Author: Dr. Jody-Ann S. Jones, Data Steward | Contact me at jody.jones@tum.de
I am Dr. Jody-Ann S. Jones, a passionate Data Steward at the Munich Data Science Institute. My expertise lies in leveraging Python for insightful data analysis and advancing machine learning techniques. With a commitment to fostering knowledge and skill development in these areas, I've been instrumental in designing and leading the "Introduction to Python for Data Analysis Seminar."
My journey in data science is marked by a strong academic background and practical experiences that span various industries. I believe in the power of data to drive decision-making and innovation, which is reflected in my approach to teaching and mentoring. My goal is to empower learners by providing them with the tools and understanding necessary to harness the potential of data.
In this repository, I share my insights, best practices, and a wealth of resources to guide both beginners and seasoned professionals in the ever-evolving field of data science. Whether you're looking to grasp the basics of Python, delve into complex machine learning algorithms, or refine your data analysis skills, this repository is your go-to resource.
Feel free to reach out to me at jody.jones@tum.de for any queries, collaborations, or discussions related to data science. Let's embark on this exciting journey of discovery and innovation together!
This repository hosts a curated set of notebooks and related resources, offering an extensive guide for those using Python in data analysis and machine learning.
├── README.md ├── datasets │ ├── seoul_bike_data.csv │ └── world_education_data.csv ├── end_to_end_research │ ├── end_to_end.ipynb │ └── end_to_end_checklist.md ├── exploratory_data_analysis │ └── eda.ipynb ├── feature_engineering │ └── feature_engineering.ipynb ├── getting_started │ ├── first_steps.ipynb │ └── resources.ipynb ├── images │ └── mdsi_logo.png └── python_basics └── python_crash_course.ipynb
This file serves as the repository's front page. It offers an overview of the repository's purpose, contents, and how to navigate or use the resources effectively. It's the first point of contact for anyone exploring the repository.

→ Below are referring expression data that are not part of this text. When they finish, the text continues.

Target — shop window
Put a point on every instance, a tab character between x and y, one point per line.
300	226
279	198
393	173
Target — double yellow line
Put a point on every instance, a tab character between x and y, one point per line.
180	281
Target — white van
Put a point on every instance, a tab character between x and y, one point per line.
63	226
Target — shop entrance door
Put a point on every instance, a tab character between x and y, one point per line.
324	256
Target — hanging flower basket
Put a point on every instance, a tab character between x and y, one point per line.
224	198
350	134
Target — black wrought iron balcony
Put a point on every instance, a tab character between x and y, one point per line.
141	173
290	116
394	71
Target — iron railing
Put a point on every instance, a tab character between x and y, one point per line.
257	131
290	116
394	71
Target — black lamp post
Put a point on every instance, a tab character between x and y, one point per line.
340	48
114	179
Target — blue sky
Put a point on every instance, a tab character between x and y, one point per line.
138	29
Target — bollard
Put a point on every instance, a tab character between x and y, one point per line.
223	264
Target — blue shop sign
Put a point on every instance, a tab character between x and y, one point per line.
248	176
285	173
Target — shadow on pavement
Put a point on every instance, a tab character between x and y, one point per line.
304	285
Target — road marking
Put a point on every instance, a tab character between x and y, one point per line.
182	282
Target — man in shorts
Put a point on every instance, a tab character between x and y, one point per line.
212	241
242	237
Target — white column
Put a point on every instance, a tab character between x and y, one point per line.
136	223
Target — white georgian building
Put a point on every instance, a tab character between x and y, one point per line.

Contains the datasets used in the seminar. This includes seoul_bike_data.csv
for bike-sharing analysis in Seoul and world_education_data.csv
for a global education analysis. These datasets are integral for hands-on learning and application of Python in real-world data analysis.
This folder houses materials for conducting comprehensive research projects. It includes End to End ML Project, a Jupyter notebook that guides users through a complete data science project from start to finish, and End to End Project Checklist, a markdown file providing a checklist to ensure all essential steps of a data science project are covered.
Contains Exploratory Data Analysis, a Jupyter notebook focused on Exploratory Data Analysis (EDA). This notebook teaches how to perform initial investigations on data to discover patterns, spot anomalies, test hypotheses, and check assumptions using statistical figures and plots.
Hosts Feature Engineering, a notebook dedicated to the process of feature engineering. This involves creating new features from existing data and selecting the most relevant features for modeling, which is crucial in enhancing the performance of machine learning algorithms.
This folder is designed for getting your machine prepared to follow along with this repo. It contains First Steps, which guides you through the processes of downloading and installing the requisite software and tools that you will need to take full advantage of the content in this repo. Resources, lists additional learning material, tutorials, and guides for Python and data science. This notebook supplements the content in this repo, and hosts a wealth of documentation links, cheatsheets, and other resources that you can refer to if you get stuck in your research projects.
Stores images used in the repository, including the mdsi_logo.png
. This folder typically contains visuals that are referenced in the notebooks or the README file for illustrative purposes.
This includes Python Basics Crash Course, a notebook offering a crash course on Python basics. It's aimed at those who are new to Python or programming in general, covering fundamental concepts and operations in Python.
Each folder is structured to facilitate a step-by-step learning process, starting from Python basics to more advanced topics in data science.